OpenShift audit log paths

On OCP, API server audit logs are written on control plane nodes under /var/log/kube-apiserver/audit.log (path may vary by release). Use oc adm node-logs to fetch without SSH.

terminal — audit logs
$ # On self-managed clusters — tail API server audit log (path varies)
sudo tail -f /var/log/kubernetes/audit/audit.log | jq -c '.user.username,.verb,.objectRef'
$ # Filter RBAC changes
grep 'rbac.authorization.k8s.io' /var/log/kubernetes/audit/audit.log | tail -20$ oc adm node-logs --role=master --path=kube-apiserver/audit.log | tail -50
$ oc adm node-logs master-0 --path=kube-apiserver/audit.log | grep payments-devs
$ oc get cluster -o yaml | grep -A5 audit
🔬 Under the Hood

Audit events are emitted per request stage: RequestReceived, ResponseStarted, ResponseComplete.

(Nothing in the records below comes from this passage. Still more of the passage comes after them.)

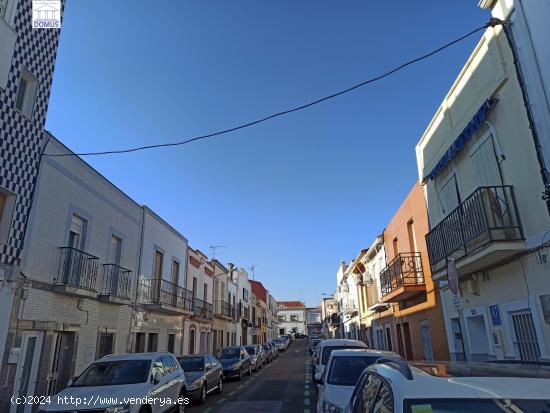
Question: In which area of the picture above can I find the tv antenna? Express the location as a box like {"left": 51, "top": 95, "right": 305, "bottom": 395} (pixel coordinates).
{"left": 209, "top": 245, "right": 227, "bottom": 260}
{"left": 249, "top": 265, "right": 256, "bottom": 280}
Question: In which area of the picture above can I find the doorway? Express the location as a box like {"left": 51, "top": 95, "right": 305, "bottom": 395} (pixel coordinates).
{"left": 403, "top": 322, "right": 413, "bottom": 360}
{"left": 11, "top": 332, "right": 43, "bottom": 413}
{"left": 189, "top": 329, "right": 196, "bottom": 354}
{"left": 47, "top": 332, "right": 76, "bottom": 396}
{"left": 466, "top": 315, "right": 489, "bottom": 358}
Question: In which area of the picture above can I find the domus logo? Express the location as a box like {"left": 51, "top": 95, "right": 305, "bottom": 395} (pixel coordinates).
{"left": 32, "top": 0, "right": 61, "bottom": 29}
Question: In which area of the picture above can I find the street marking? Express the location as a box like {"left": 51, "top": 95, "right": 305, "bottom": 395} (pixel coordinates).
{"left": 217, "top": 397, "right": 226, "bottom": 404}
{"left": 228, "top": 391, "right": 236, "bottom": 396}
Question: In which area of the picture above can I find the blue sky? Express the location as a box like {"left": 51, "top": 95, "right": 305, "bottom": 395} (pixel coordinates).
{"left": 45, "top": 1, "right": 489, "bottom": 306}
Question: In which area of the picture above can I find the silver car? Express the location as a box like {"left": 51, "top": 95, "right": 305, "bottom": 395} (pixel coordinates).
{"left": 177, "top": 353, "right": 223, "bottom": 404}
{"left": 244, "top": 344, "right": 263, "bottom": 371}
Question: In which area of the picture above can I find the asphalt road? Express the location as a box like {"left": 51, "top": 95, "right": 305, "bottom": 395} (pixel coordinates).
{"left": 186, "top": 339, "right": 316, "bottom": 413}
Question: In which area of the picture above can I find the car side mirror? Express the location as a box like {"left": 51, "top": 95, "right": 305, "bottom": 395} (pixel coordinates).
{"left": 206, "top": 364, "right": 212, "bottom": 371}
{"left": 67, "top": 376, "right": 77, "bottom": 387}
{"left": 151, "top": 371, "right": 161, "bottom": 385}
{"left": 314, "top": 371, "right": 323, "bottom": 383}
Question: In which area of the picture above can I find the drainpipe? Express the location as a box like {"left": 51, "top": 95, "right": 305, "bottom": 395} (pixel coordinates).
{"left": 498, "top": 19, "right": 550, "bottom": 216}
{"left": 128, "top": 206, "right": 146, "bottom": 353}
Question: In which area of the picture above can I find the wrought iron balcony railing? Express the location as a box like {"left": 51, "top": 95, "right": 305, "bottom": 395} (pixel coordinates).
{"left": 214, "top": 299, "right": 235, "bottom": 318}
{"left": 426, "top": 186, "right": 523, "bottom": 272}
{"left": 138, "top": 278, "right": 193, "bottom": 311}
{"left": 193, "top": 298, "right": 213, "bottom": 320}
{"left": 101, "top": 264, "right": 132, "bottom": 299}
{"left": 56, "top": 247, "right": 99, "bottom": 291}
{"left": 380, "top": 252, "right": 425, "bottom": 298}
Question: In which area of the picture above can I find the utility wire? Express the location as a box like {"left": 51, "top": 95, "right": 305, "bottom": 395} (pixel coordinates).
{"left": 46, "top": 21, "right": 500, "bottom": 158}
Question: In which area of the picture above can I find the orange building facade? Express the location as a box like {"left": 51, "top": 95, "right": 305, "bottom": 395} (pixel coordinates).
{"left": 371, "top": 182, "right": 449, "bottom": 361}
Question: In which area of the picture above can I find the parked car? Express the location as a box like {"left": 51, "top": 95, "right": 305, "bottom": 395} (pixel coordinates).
{"left": 217, "top": 346, "right": 252, "bottom": 380}
{"left": 295, "top": 333, "right": 308, "bottom": 339}
{"left": 273, "top": 338, "right": 287, "bottom": 352}
{"left": 268, "top": 341, "right": 280, "bottom": 357}
{"left": 263, "top": 342, "right": 277, "bottom": 361}
{"left": 310, "top": 338, "right": 322, "bottom": 355}
{"left": 316, "top": 349, "right": 401, "bottom": 413}
{"left": 177, "top": 353, "right": 223, "bottom": 404}
{"left": 345, "top": 359, "right": 550, "bottom": 413}
{"left": 37, "top": 352, "right": 187, "bottom": 413}
{"left": 244, "top": 344, "right": 263, "bottom": 371}
{"left": 312, "top": 339, "right": 367, "bottom": 384}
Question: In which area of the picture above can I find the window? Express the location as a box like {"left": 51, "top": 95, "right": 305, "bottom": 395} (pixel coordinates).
{"left": 192, "top": 277, "right": 197, "bottom": 297}
{"left": 147, "top": 333, "right": 158, "bottom": 352}
{"left": 167, "top": 333, "right": 175, "bottom": 353}
{"left": 0, "top": 188, "right": 16, "bottom": 244}
{"left": 243, "top": 288, "right": 249, "bottom": 302}
{"left": 109, "top": 235, "right": 122, "bottom": 265}
{"left": 407, "top": 220, "right": 417, "bottom": 252}
{"left": 154, "top": 250, "right": 163, "bottom": 279}
{"left": 353, "top": 374, "right": 393, "bottom": 413}
{"left": 135, "top": 333, "right": 145, "bottom": 353}
{"left": 96, "top": 333, "right": 115, "bottom": 359}
{"left": 436, "top": 174, "right": 460, "bottom": 216}
{"left": 392, "top": 237, "right": 399, "bottom": 256}
{"left": 203, "top": 283, "right": 208, "bottom": 301}
{"left": 0, "top": 0, "right": 17, "bottom": 24}
{"left": 15, "top": 68, "right": 38, "bottom": 117}
{"left": 171, "top": 260, "right": 179, "bottom": 285}
{"left": 290, "top": 315, "right": 298, "bottom": 322}
{"left": 152, "top": 357, "right": 167, "bottom": 378}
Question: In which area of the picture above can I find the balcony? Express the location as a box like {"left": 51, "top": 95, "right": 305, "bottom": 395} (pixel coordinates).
{"left": 426, "top": 186, "right": 524, "bottom": 277}
{"left": 192, "top": 298, "right": 213, "bottom": 321}
{"left": 138, "top": 278, "right": 193, "bottom": 314}
{"left": 214, "top": 299, "right": 235, "bottom": 319}
{"left": 380, "top": 253, "right": 426, "bottom": 303}
{"left": 98, "top": 264, "right": 132, "bottom": 304}
{"left": 54, "top": 247, "right": 99, "bottom": 298}
{"left": 341, "top": 300, "right": 358, "bottom": 315}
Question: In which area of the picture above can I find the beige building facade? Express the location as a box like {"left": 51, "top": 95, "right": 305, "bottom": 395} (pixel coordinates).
{"left": 416, "top": 20, "right": 550, "bottom": 361}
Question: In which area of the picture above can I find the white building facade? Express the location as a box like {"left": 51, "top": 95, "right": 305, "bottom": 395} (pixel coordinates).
{"left": 0, "top": 135, "right": 142, "bottom": 411}
{"left": 277, "top": 302, "right": 306, "bottom": 335}
{"left": 133, "top": 206, "right": 191, "bottom": 357}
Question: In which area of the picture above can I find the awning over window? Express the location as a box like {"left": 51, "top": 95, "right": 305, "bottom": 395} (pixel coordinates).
{"left": 423, "top": 99, "right": 494, "bottom": 182}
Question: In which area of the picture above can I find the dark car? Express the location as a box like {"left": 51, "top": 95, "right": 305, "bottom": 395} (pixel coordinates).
{"left": 310, "top": 338, "right": 322, "bottom": 354}
{"left": 217, "top": 346, "right": 252, "bottom": 380}
{"left": 177, "top": 353, "right": 223, "bottom": 404}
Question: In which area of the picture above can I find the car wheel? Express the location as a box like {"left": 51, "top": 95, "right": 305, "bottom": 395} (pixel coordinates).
{"left": 216, "top": 376, "right": 223, "bottom": 394}
{"left": 199, "top": 383, "right": 207, "bottom": 404}
{"left": 177, "top": 387, "right": 186, "bottom": 413}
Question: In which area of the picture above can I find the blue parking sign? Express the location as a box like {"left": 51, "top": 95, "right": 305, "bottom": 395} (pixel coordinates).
{"left": 490, "top": 305, "right": 501, "bottom": 326}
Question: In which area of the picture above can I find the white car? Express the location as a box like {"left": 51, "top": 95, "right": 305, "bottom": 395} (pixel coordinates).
{"left": 317, "top": 349, "right": 401, "bottom": 413}
{"left": 38, "top": 352, "right": 187, "bottom": 413}
{"left": 313, "top": 339, "right": 367, "bottom": 384}
{"left": 345, "top": 359, "right": 550, "bottom": 413}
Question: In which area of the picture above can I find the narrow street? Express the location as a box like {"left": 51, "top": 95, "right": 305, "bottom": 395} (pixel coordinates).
{"left": 187, "top": 339, "right": 316, "bottom": 413}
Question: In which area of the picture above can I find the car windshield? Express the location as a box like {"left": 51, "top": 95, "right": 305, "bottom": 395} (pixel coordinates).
{"left": 219, "top": 348, "right": 240, "bottom": 359}
{"left": 327, "top": 356, "right": 380, "bottom": 386}
{"left": 321, "top": 346, "right": 364, "bottom": 365}
{"left": 262, "top": 345, "right": 270, "bottom": 350}
{"left": 179, "top": 357, "right": 203, "bottom": 371}
{"left": 404, "top": 399, "right": 550, "bottom": 413}
{"left": 244, "top": 346, "right": 256, "bottom": 355}
{"left": 72, "top": 360, "right": 150, "bottom": 387}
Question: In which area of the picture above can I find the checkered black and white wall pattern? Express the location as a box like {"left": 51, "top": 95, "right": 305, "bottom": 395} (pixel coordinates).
{"left": 0, "top": 0, "right": 64, "bottom": 265}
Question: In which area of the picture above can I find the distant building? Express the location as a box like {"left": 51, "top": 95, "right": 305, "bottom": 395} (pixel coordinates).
{"left": 277, "top": 301, "right": 306, "bottom": 335}
{"left": 212, "top": 260, "right": 238, "bottom": 352}
{"left": 305, "top": 307, "right": 323, "bottom": 336}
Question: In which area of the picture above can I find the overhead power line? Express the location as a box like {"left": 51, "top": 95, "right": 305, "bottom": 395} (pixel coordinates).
{"left": 46, "top": 20, "right": 500, "bottom": 158}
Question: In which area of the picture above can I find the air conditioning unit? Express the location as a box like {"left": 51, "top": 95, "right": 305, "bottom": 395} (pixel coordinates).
{"left": 478, "top": 0, "right": 496, "bottom": 10}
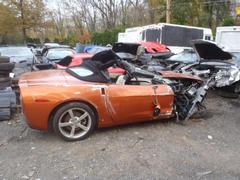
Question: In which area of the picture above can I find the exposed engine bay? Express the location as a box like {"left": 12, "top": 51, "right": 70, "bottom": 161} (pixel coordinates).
{"left": 117, "top": 60, "right": 212, "bottom": 122}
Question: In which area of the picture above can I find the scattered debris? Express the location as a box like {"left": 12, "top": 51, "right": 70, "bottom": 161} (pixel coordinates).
{"left": 28, "top": 171, "right": 35, "bottom": 177}
{"left": 131, "top": 136, "right": 145, "bottom": 148}
{"left": 208, "top": 135, "right": 213, "bottom": 140}
{"left": 21, "top": 175, "right": 29, "bottom": 179}
{"left": 196, "top": 170, "right": 213, "bottom": 177}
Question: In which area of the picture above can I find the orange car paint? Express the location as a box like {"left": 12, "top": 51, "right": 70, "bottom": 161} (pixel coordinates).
{"left": 19, "top": 70, "right": 175, "bottom": 130}
{"left": 160, "top": 71, "right": 202, "bottom": 82}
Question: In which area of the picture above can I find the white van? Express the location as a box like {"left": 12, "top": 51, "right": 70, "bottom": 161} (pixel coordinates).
{"left": 216, "top": 26, "right": 240, "bottom": 52}
{"left": 118, "top": 23, "right": 213, "bottom": 53}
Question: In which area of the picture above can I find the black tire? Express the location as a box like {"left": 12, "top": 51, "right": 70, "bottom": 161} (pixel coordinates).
{"left": 0, "top": 71, "right": 9, "bottom": 75}
{"left": 0, "top": 63, "right": 15, "bottom": 72}
{"left": 0, "top": 74, "right": 9, "bottom": 78}
{"left": 53, "top": 102, "right": 97, "bottom": 141}
{"left": 0, "top": 77, "right": 11, "bottom": 82}
{"left": 0, "top": 56, "right": 10, "bottom": 63}
{"left": 0, "top": 81, "right": 11, "bottom": 89}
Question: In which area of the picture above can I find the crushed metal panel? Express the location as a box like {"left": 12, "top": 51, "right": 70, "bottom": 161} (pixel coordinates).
{"left": 215, "top": 66, "right": 240, "bottom": 87}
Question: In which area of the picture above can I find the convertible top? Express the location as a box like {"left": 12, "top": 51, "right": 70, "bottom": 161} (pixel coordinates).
{"left": 67, "top": 50, "right": 120, "bottom": 83}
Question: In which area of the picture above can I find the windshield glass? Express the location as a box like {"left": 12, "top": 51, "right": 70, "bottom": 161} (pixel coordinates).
{"left": 69, "top": 67, "right": 94, "bottom": 77}
{"left": 232, "top": 52, "right": 240, "bottom": 66}
{"left": 87, "top": 47, "right": 111, "bottom": 54}
{"left": 167, "top": 52, "right": 197, "bottom": 63}
{"left": 47, "top": 49, "right": 75, "bottom": 60}
{"left": 0, "top": 47, "right": 33, "bottom": 57}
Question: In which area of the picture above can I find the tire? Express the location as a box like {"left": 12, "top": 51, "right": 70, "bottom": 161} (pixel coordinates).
{"left": 0, "top": 71, "right": 9, "bottom": 75}
{"left": 0, "top": 63, "right": 15, "bottom": 72}
{"left": 0, "top": 77, "right": 11, "bottom": 82}
{"left": 53, "top": 102, "right": 97, "bottom": 141}
{"left": 0, "top": 56, "right": 10, "bottom": 63}
{"left": 0, "top": 74, "right": 9, "bottom": 78}
{"left": 0, "top": 81, "right": 11, "bottom": 89}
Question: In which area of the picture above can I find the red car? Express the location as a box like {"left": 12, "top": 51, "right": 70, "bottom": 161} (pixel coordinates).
{"left": 57, "top": 53, "right": 126, "bottom": 75}
{"left": 139, "top": 41, "right": 170, "bottom": 53}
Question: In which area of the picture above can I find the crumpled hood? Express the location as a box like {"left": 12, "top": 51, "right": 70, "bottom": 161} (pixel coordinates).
{"left": 193, "top": 40, "right": 233, "bottom": 60}
{"left": 160, "top": 71, "right": 202, "bottom": 82}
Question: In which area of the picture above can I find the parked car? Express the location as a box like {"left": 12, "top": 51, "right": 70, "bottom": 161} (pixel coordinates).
{"left": 19, "top": 50, "right": 211, "bottom": 141}
{"left": 41, "top": 47, "right": 76, "bottom": 64}
{"left": 86, "top": 46, "right": 111, "bottom": 54}
{"left": 0, "top": 46, "right": 36, "bottom": 65}
{"left": 33, "top": 52, "right": 125, "bottom": 76}
{"left": 43, "top": 43, "right": 60, "bottom": 48}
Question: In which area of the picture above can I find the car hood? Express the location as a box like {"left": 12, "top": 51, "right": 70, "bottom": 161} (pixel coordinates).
{"left": 160, "top": 71, "right": 202, "bottom": 82}
{"left": 193, "top": 40, "right": 233, "bottom": 60}
{"left": 19, "top": 70, "right": 67, "bottom": 86}
{"left": 112, "top": 43, "right": 140, "bottom": 55}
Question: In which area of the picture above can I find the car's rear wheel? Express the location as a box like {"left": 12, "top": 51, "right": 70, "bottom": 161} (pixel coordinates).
{"left": 53, "top": 102, "right": 97, "bottom": 141}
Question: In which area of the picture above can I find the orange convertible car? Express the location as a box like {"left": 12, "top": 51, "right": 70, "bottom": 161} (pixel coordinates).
{"left": 19, "top": 50, "right": 210, "bottom": 141}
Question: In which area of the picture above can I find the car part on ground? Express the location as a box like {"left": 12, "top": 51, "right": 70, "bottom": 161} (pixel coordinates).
{"left": 0, "top": 56, "right": 17, "bottom": 121}
{"left": 19, "top": 50, "right": 211, "bottom": 141}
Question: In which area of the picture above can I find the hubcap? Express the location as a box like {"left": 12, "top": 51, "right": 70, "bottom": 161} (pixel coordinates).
{"left": 58, "top": 108, "right": 91, "bottom": 139}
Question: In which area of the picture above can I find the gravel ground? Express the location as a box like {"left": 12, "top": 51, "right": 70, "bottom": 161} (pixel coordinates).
{"left": 0, "top": 92, "right": 240, "bottom": 180}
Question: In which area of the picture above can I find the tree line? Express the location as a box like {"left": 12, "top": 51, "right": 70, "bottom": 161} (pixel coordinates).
{"left": 0, "top": 0, "right": 237, "bottom": 46}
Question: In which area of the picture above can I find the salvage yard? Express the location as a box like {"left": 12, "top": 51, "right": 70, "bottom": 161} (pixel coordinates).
{"left": 0, "top": 92, "right": 240, "bottom": 180}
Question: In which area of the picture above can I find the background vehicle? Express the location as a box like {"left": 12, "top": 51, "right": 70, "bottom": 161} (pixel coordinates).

Use omitStages to reduce noise. PSA audit mode writes policy violations to the audit stream.

⚖️ Trade-off

RequestResponse on all resources fills disks fast and may capture Secret data despite redaction rules. Default to Metadata cluster-wide; escalate sensitive namespaces or RBAC mutations only.

💡 Pro Tip

Correlate audit auditID with API server tracing and ingress logs for incident timelines. For denied requests, look for responseStatus.code: 403 and the user.username field.